佐藤 水素はカーボンニュートラルを実現するための心臓部となるものです。現在政府は輸送コストをかけて、わざわざオーストラリアから褐炭で製造した水素を輸入しようとしていますが、褐炭を燃やす段階でCO2は排出されます。このような水素をブルー水素と呼びますが、多少コストが高くても水を電気分解したり触媒により水素を製造するグリーン水素を作っていかなければ、水素の本質は変わらず、普及も進まないと思います。
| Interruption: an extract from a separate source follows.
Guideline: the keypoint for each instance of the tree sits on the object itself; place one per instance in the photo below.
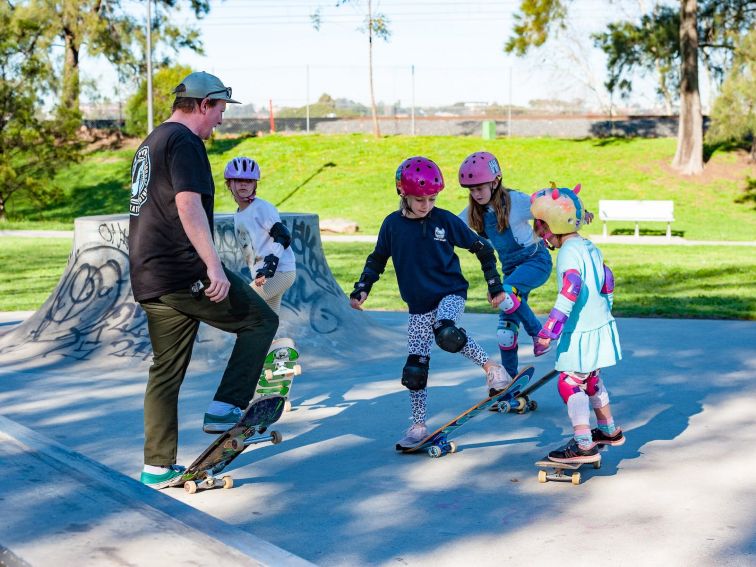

2025年に私の地元でもある大阪で万博が開催されます。それまでには大阪周辺にもグリーン水素製造施設を整備し、グリーン水素とDAC(CO2を大気中から直接回収する技術)で回収したCO2の合成によるe-fuelを製造する展開ができればと思います。万博では単なる技術の展示に終わらず、これらの技術の連動により訪れるであろう未来社会の姿を実際に体験できるような展開が必要です。この意味で、e-fuelが、国交省が推進する空飛ぶタクシーなど、会場で使うさまざまな先進モビリティの燃料として使われ、来場者の皆さんに楽しんでいただけるようになればと考えております。
本郷 それはすばらしいアイデアですね。e-fuelを大いにアピールできるし、ワクワクしますね。e-fuelの普及に向けた取り組みに自動車ファンは期待しております。ありがとうございました。
★ ★ ★
佐藤ゆかり
東京都世田谷区出身、大阪11区選挙区の自由民主党 衆議院議員。経済学博士・自民党政務調査会 経済産業部会長。16年間の海外在住により堪能な英語で国益のため経済交渉に向かう新たな保守政治家。環境副大臣、総務副大臣、経産政務官等、中央大学大学院経済学客員教授等、歴任。